In previous years, we have seen many attempts to bring real assets to the cryptocurrency market. However, none of them has gained wide acceptance among cryptocurrencies and traditional financial players.

So why hasn’t real asset coding become a massive trend?

You may have heard how almost anything can be turned into symbolic symbols – stocks, art, real estate and more. And there have been many projects that promised to change the way you invest in assets, regardless of type. At the same time, a single company failed to achieve mass distribution in the market.

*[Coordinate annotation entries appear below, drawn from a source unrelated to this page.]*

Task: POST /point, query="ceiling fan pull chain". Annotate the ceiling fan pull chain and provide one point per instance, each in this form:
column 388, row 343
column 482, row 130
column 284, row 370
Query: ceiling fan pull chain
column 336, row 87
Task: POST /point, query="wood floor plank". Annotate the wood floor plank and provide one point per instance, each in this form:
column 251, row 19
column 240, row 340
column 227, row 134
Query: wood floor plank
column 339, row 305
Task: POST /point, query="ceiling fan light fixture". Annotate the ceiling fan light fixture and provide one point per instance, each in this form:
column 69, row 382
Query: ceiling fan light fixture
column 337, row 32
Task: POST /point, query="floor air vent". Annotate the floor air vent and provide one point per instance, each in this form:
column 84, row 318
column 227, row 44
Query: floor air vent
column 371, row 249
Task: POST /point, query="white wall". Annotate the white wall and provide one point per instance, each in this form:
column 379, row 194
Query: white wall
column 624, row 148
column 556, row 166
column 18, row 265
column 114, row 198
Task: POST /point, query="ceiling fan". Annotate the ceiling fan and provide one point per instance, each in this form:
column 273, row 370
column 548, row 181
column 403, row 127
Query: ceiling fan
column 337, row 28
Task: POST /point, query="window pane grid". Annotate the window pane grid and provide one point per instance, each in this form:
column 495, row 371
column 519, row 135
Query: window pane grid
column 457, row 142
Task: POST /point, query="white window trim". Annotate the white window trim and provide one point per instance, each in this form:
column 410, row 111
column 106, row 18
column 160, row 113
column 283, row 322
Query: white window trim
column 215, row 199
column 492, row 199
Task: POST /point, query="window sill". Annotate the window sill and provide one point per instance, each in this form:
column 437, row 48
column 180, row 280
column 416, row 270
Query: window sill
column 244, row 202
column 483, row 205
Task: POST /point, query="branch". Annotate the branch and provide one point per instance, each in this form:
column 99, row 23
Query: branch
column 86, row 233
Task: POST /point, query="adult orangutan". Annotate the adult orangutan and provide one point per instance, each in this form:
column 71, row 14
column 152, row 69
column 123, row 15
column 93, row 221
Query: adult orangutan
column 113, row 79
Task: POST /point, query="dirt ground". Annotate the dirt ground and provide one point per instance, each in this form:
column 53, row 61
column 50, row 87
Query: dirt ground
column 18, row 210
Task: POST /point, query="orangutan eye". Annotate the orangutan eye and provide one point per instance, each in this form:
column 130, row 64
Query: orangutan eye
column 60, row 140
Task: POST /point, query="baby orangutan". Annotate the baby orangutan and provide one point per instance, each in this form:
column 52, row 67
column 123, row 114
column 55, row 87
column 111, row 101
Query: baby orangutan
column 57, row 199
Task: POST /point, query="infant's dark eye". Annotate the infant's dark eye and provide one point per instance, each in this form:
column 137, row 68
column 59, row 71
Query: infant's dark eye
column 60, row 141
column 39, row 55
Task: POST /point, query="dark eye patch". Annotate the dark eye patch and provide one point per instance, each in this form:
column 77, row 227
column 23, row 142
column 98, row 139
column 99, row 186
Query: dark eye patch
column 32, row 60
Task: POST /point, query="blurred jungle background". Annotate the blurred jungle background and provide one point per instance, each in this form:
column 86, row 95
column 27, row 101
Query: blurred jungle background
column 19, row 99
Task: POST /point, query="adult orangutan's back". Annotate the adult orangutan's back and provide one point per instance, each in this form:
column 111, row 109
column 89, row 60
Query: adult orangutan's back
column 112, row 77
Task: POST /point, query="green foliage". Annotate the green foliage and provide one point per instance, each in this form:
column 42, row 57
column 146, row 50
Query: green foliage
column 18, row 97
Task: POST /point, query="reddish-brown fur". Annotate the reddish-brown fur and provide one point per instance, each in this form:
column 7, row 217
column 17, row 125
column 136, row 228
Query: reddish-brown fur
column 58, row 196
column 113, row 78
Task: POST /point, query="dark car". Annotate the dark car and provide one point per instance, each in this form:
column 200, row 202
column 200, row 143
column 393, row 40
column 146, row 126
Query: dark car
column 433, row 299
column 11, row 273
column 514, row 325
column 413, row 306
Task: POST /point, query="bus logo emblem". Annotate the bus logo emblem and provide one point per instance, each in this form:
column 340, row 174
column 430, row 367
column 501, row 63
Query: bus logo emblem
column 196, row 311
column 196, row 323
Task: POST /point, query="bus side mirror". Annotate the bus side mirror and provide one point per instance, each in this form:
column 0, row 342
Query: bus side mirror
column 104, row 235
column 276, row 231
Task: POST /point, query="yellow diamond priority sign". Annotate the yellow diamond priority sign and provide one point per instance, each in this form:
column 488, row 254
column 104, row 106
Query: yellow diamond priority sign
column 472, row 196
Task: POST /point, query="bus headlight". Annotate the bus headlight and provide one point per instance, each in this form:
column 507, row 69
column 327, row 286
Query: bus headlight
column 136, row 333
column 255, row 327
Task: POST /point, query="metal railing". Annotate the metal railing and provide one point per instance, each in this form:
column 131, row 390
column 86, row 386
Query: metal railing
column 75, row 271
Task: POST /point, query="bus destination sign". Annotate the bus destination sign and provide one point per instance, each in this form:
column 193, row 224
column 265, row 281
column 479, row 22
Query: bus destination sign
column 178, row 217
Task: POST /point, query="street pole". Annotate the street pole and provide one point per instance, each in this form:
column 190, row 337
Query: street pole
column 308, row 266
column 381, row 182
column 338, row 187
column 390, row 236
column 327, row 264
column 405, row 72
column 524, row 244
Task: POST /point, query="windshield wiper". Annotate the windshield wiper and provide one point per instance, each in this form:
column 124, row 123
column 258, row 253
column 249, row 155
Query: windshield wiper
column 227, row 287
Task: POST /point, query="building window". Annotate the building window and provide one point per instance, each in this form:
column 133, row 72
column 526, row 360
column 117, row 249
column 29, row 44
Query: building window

Traditional marketers have not found evidence that coding has improved existing fundraising operations. Although a review of property coding has already been discussed.

It can also be difficult for you to find real retail investors who have bought the rights to a popular work of art or part of Dracula’s castle. Although the most successful proposals have been aimed at private investors, in principle nothing has changed in the cryptocurrency market, even for cryptocurrency owners.

Why have these proposals not been widely adopted? While the term “cryptocurrency” is a better and cheaper way to raise money for issuers, there are few real benefits in the cryptocurrency market.

I have previously looked at coding problems in the form of introducing security tokens, but in short it comes down to regulation (token assets are governed by traditional rules), and there is no secondary market. Retail cryptocurrency investors can not benefit from these two releases, and there is basically no need for them to adapt to anything new, especially now with the advent of DeFi protocols.

What companies look for when collecting donations
Businesses must exist in a world with complex and outdated rules. Therefore, it is very important for them to have a clear legal model for attracting or borrowing money. Given that decentralized financing is currently over $ 20 billion dollars, this could interest business organizations and make them think about going to market – especially when you consider that the usual annual percentage rate of DeFi protocols is only 2-10% costs of obtaining financing. .

Yes, there are no ready-made legal models on the market today that allow companies to raise or borrow money using DeFi protocols. But building such a system can be done with minimal effort, since the benefits of DeFi Credits easily cover the construction business of such a system. DeFi can provide loans to companies on ideal terms, which can make them think about going to market. In the meantime, business institutions will be prepared to offer several types of fixed assets to be used as collateral for their loans.

However, there is a real need to use real assets as collateral in DeFi protocols to prevent further market downturn in the future, which solves the problem of collateral load.

Could the existing players in the market behave like this?
There are currently several attempts to bring real assets to the DeFi market. Most of them seem to accept various assets, most of which are tokens.

The main problem with the use of these assets in the protocol is the lack of publicly available price sources. This is due to a lack of transparency and the need to rely on a key party (valuation companies, insurance companies, etc.) to set the price of collateral. There is also no mechanism for monitoring prices in real time (for example, when using cryptocurrency as protection). These assets are usually not liquid; They are not traded on over-the-counter markets or digital platforms; There is no source for periodic updating of price information, which is an important factor in deciding when to end security.

There is no doubt that some of these assets may be insured, such as paying bills, which means that the insurance company will pay if the debtor defaults. But again, the insurance process lacks transparency, it is completely disconnected from the chain and does not provide real guarantees to investors or real-time information about whether an insured event has occurred.

In addition, current solutions allow strict borrowing in cryptocurrency, which is not suitable for everyone. This is not bad, but it reduces the likelihood of attracting large organizations that need to receive funding in paper form, which is used for day-to-day operations.

But a more important question arises: the possibility of large protocols to create and use real assets as collateral. And it will be very difficult, as they have to change the lending process, build a system that updates stock prices and issue new securities.